In previous post, we discussed about basics of neural network. In this post, we will talk about an interesting type of neural network popularly known as CNN, ConvNet or Convolutional Neural Network. Let us first understand the algorithm and the techniques used, then we will look how to implement these things in real.
What is CNN Exactly?
You may have officially known about picture or facial acknowledgment or self-driving vehicles. These are genuine executions of Convolutional Neural Networks (CNNs).
The progressions in Computer Vision with Deep Learning has been developed and idealized with time, fundamentally more than one specific algorithm — a Convolutional Neural Network.
CNNs, as neural networks, are comprised of neurons with learnable weights and biases. Every neuron gets a few sources of info, takes a weighted total over them, go it through an actuation work and reacts with a yield. The entire network has a loss function and every one of the tips and traps that we created for neural networks applicable for CNNs.
A Convolutional Neural Network (ConvNet/CNN) is a Deep Learning technique which can take in an info picture, allocate significance (learnable weights and biases) to different perspectives/protests in the picture/Image and have the capacity to separate one from the other.
The pre-training required in a ConvNet is much lower when contrasted with other characterization algorithms. While in crude techniques channels are hand-designed, with enough training, CNNs can become familiar with these channels/attributes.
Architecture of CNN
The structure of a CNN is similar to that of the connectivity configuration of Neurons in the Human Brain and was motivated by the pattern of the Visual Cortex. Each neurons reply to stimuli only in a controlled area of the visual arena known as the Receptive Field. A gathering of such fields overlap to shield the complete visual area.

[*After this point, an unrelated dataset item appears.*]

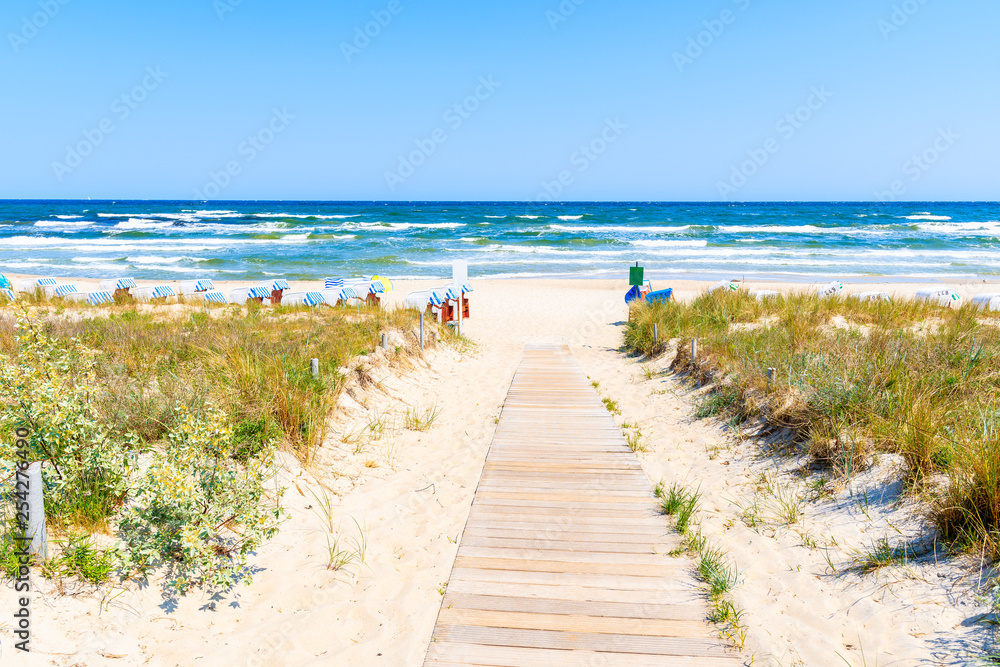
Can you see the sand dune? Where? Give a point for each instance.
(410, 493)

The convolution layer is the foremost building block of a CNN
The convolution layer encompasses set of autonomous filters. All these filters are adjusted randomly and develop parameters which will be learned by the network later.
The hidden layers in a CNN are mostly convolution and pooling (down-sampling) layers.
In every convolution layer, a filter of a tiny dimension should move across the input image and perform convolution processes. Convolution processes are element wise matrix multiplication between the filter values and the pixels in the input picture and the resultant values gets added/totaled.
The values of filters are tuned through the iterative training procedure and after a neural net has trained for certain number of epochs, these filters begin to find several features in the given image.
Pooling layers are responsible to down-sample the input image. The image would hold lot of pixel values and it is naturally simple for the network to learn the features if the size of an input image is gradually condensed. Pooling layers support in dropping the number of parameters needed and therefore, this decreases the required computation. Pooling attempts to avoid overfitting problem as well.
There are couple of pooling operations:
- Max Pooling : Choose the maximum value
- Average Pooling: Total sum all of the values and dividing it by the total number of values (take average of present values )
Average pooling is seldom applied in practice; you would find max pooling applications in most of the use cases.
What CNN does?
A CNN can effectively capture the Spatial and Temporal dependencies in an input image through the application of appropriate filters. The construction achieves enhanced fitting to the image data-set due to the lessening in the number of parameters and re-usability of weights. The network can be trained to recognize the complexity of the image in better way.
The role of the CNN is to deduce the images into a form that is simpler to process, without misplacing features that are important for getting decent prediction. This is critical when the need is to design an architecture that is good at learning features and is scalable to huge datasets.